“This House Believes Post-War Britain Has Seen Too Much Immigration”

With the New Year fireworks marking the end of visa restrictions on Bulgarian and Romanian workers migrating to the UK, the Oxford Union kicked off Hilary Term with a lively and controversial debate discussing the motion: “This house believes post-war Britain has seen too much immigration.”

The result? A resounding no.

Both sides seemed keen to laud the many benefits immigrants from around the world had brought with them over the decades – and it was the proposition’s failure to adequately draw the line between the current need for immigration controls and the concept of whether past immigration had been “too much” that proved costly.

Zachary Spiro of Oriel College opened their case, claiming that migrants have driven down the national minimum wage and increased social disparity in the UK, with most settling in the major financial centres in London and the South East. He argued that through bringing their consuming power and building homes, businesses and families, immigration has “significantly exacerbated the North-South divide.”

The first opposition speaker, Lord Indarjit Singh of Wimbledon CBE, was keen to correct him, giving Bradford as just one other example of a major migrant destination.

Citing a UCL study which found that immigrants are less likely than indigenous people to claim benefits, he praised their entrepreneurial ideas, varying from the late-night corner shops introduced by South Indians to the building skills brought by Eastern Europeans.

Singh, a prominent active of the interfaith movement, did acknowledge the need for tighter border controls, describing immigration as “a bit like ice cream – great in digestible quantities.”

This was an idea that both sides were eager to agree upon.

Proposition member and independent MEP Godfrey Bloom also admired the diverse range of skills imported through immigrantion, but argued that the current excessive levels of youth unemployment mean that Britain’s Open Door Policy is “a recipe for disaster”. Bloom, who last year proved “too hot for UKIP to handle” after his allegedly sexist comments resulted in him being suspended from the party, added that in recent decades, Britain has become one of the “most crowded pieces of real estate on the planet. We are just full.”

Bloom proved as controversial as ever, making headlines earlier this week by demanding of opposing floor speaker, David Browne, who suffers from a disability, “Are you Richard III?”

He also addressed Monica Ali, prizewinning author and the sole female speaker, as “sweetheart”.

Opposition member, Nadhim Zahawi, encouraged the house to see the motion in a different light, questioning whether it was ethical for Britain to “poach” the brightest and most skilled workers and students from across the globe to fuel our own economy. However, he demonstrated that the benefits of immigration work both ways, with the remits sent back home by diaspora being a major source of income for third world countries.

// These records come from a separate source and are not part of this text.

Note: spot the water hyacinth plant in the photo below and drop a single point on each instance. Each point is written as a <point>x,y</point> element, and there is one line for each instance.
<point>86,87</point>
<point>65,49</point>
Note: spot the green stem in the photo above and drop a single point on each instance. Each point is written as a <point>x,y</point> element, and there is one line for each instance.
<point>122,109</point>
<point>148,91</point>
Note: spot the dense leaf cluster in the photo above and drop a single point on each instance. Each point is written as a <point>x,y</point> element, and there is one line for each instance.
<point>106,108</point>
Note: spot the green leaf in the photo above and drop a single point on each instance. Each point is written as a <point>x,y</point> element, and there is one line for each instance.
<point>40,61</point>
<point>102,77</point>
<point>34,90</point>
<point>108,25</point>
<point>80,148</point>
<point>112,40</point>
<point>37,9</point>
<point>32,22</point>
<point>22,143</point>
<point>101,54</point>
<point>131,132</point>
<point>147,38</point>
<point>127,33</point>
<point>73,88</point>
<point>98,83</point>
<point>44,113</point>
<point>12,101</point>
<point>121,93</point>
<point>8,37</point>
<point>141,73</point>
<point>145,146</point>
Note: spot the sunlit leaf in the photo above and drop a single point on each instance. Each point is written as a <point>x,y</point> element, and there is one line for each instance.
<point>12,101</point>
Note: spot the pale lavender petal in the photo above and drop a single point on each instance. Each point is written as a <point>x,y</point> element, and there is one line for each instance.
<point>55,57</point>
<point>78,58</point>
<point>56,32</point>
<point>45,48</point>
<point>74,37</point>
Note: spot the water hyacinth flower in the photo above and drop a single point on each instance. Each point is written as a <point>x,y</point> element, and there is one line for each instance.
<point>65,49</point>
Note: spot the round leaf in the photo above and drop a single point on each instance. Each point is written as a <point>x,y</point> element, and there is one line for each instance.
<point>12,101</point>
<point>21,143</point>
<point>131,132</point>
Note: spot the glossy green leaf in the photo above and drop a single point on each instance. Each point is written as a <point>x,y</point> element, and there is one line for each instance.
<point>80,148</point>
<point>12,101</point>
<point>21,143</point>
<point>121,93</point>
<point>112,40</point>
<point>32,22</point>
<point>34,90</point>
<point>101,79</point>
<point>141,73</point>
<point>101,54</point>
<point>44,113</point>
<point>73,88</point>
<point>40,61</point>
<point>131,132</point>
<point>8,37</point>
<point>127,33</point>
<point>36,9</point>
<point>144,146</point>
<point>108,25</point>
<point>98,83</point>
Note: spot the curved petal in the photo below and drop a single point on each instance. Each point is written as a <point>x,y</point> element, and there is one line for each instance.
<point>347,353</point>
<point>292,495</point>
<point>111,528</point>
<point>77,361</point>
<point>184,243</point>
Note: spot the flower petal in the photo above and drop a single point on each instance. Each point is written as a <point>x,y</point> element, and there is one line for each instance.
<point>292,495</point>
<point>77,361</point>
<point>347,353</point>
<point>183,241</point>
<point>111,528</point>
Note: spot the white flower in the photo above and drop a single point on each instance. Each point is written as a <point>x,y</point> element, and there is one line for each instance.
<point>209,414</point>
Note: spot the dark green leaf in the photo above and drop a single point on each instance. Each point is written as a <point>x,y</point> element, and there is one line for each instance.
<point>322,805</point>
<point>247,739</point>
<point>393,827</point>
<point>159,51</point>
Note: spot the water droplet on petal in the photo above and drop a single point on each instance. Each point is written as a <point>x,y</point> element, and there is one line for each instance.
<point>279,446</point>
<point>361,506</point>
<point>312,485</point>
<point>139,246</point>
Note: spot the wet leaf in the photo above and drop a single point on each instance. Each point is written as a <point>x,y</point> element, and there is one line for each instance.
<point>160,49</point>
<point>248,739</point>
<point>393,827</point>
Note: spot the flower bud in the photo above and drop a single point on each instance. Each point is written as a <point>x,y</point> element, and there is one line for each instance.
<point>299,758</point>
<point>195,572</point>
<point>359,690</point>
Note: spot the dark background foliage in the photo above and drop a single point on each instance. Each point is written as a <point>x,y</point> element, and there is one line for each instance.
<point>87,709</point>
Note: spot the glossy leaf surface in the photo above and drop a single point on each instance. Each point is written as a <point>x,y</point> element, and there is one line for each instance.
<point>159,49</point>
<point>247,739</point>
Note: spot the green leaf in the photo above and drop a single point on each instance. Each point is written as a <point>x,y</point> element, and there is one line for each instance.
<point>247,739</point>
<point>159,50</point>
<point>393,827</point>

His fellow speaker, Ali, supported this notion, adding that the remits of immigrants were three times larger than the global aid budget.

Zahawi, a Conservative MP, argued that immigrants are not a drain on public finances but rather are net contributors to the UK economy. “It does not matter whether someone comes,” he asserted, “but whether they share our values”.

This was a theme which was continued during the floor speeches, with debaters struggling to decide whether the assimilation of different cultures could be reconciled with British values or if it would inevitably lead to conflict.

“There is a spark,” said one opposition speaker. “And it’s the spark of debate, it’s the spark of information, and it’s the spark of an exciting multi-cultural society that we can all benefit from.”

The Spectator columnist Douglas Murray, closing for the proposition, disagreed; he claimed that the mass migration seen under the recent Labour governments demanded that we “water down” our definitions of what we are.

He was keen to stress the complete political unanimity about the need for stricter controls, arguing that immigrants cannot continually support the welfare state, as they too grow old and claim their benefits.

Ali disputed this, arguing that most financial institutions still welcome immigrants as valuable contributors to the public purse.

She ended the debate by drawing the house’s attention back to the motion – if immigration, and there are too many immigrants, then “What should be done about it? Send them back?”